Comme si Saint-François de Sales se mêlait de grivoiserie
Nul mieux que Casanova n’a su restituer les fêtes et féeries galantes comme la sensualité des femmes dont les « seins rondelets » gardaient une perfection marmoréenne prête aux dérives des sens. Plus qu’un autre, il fut « L’homme qui aimait les femmes ». A l’inverse d’un Don Juan avide de la simple prise, il les respectait : pas forcément dans un but altruiste mais pour en jouir plus parfaitement. Son texte le prouve avec un goût certain pour la dramaturgie jouissive et picturale. Il est vrai que l’auteur avait de beaux exemples : comédiens et peintres faisaient partie de son (grand) cercle sinon d’amis du moins de connaissances.
Le texte est un perpétuel éblouissement. Certes, il peut parfois déconcerter mais il emporte par sa fougue joviale. Elle n’exclut pas la réflexion sans se perdre toutefois en digressions ou images qui alourdiraient cette écriture en action. Le texte est la preuve de l’intelligence et de la délicatesse d’un homme qui est autant un esprit qu’un corps. L’amour et ses digressions, la jouissance, la réflexion, le transport — pas uniquement amoureux — créent le plaisir d’un texte. Il élimine le cynisme au profit d’un hédonisme à la fois cartésien et pratique. Casanova n’hésitait pas à rudoyer les esprits falots comme à défrayer les concitoyens vénitiens de ce que d’aucuns peuvent considérer – non sans raison – comme des malversations voire des escroqueries…
L’album de la Pléiade qui accompagne les 3 tomes de l’édition inédite donne un parfait champ-contre-champ à cette histoire exceptionnelle.
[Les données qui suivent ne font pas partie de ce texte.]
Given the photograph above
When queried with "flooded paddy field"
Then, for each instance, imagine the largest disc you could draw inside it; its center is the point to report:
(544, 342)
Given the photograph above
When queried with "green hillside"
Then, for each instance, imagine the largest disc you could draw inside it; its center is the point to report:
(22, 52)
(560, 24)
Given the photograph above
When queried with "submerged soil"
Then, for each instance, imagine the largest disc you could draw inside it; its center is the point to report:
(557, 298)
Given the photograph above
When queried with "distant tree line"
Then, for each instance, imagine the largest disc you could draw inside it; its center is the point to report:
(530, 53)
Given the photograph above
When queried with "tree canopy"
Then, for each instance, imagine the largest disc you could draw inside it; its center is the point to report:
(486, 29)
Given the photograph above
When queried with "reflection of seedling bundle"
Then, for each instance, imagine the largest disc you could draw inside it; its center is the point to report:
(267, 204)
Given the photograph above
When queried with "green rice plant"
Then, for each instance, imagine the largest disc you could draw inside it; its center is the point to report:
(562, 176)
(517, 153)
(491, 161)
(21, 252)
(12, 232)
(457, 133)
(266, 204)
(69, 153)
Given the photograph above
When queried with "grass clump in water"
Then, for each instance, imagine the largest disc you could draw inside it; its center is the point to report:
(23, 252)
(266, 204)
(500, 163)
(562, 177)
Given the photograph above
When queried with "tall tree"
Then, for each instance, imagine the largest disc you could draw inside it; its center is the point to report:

L’iconographie réunie par Michel Delon illustre un texte dont la « visualisation » induite ressemble à un synopsis avant la lettre. Mais celui-ci est d’une qualité littéraire rare — ce qui n’est pas toujours le cas dans les projets cinématographiques. Casanova peut être considéré en effet comme un ante-réalisateur tant son écriture est visuelle. Il reste un des prosateurs majeurs du siècle des Lumières. La syntaxe parfaite permet aux italianismes de se glisser avec bonheur dans le français impeccable de l’inconvenant Vénitien.
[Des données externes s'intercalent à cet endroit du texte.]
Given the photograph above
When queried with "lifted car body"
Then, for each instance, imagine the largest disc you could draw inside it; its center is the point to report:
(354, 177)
Et si “l’Histoire” de l’auteur resta longtemps dans l’oubli, il est capital de la (re)découvrir selon une version inédite et enfin complète. L’original caché à Leipzig fut présenté seulement en 1960 pour la première fois au public. Jusque là l’auteur avait été occulté voire vilipendé, caviardé, expurgé. Jean Laforgue au XIXème siècle en avait donné par exemple une adaptation quelque peu édulcorée et tisanière. Mais très vite les critiques comprirent néanmoins la force d’une œuvre alerte et originale. Etiemble le considéra comme un égal de Saint-Simon. Il avait raison.
Casanova surgit tel un maître en allégresse et jovialité. A la recherche de la plus grande justesse, il ne triche jamais et saisit le plaisir tout en sachant cultiver le goût d’un certain pathétique. Plus généralement, il faut retenir de l’œuvre sa nécessaire inconvenance. Se dégageant des poses poussiéreuses, Casanova sut oser tout (ou presque) dans sa vie comme dans son écriture. Il reste un narrateur de premier plan. Jamais nauséeux, bourré d’ironie mordante, il demeure un chroniqueur hors paire que Félicien Marceau résuma dans une formule parfaite : “on dirait Saint-François de Sales racontant une histoire leste”.
jean-paul gavard-perret
- Casanova, Histoire de ma vie, Gallimard, coll. de la Pléiade, 3 tomes, 2015.
- Casanova, Gallimard NRF, Album Pléiade Casanova par Michel Delon, 2015.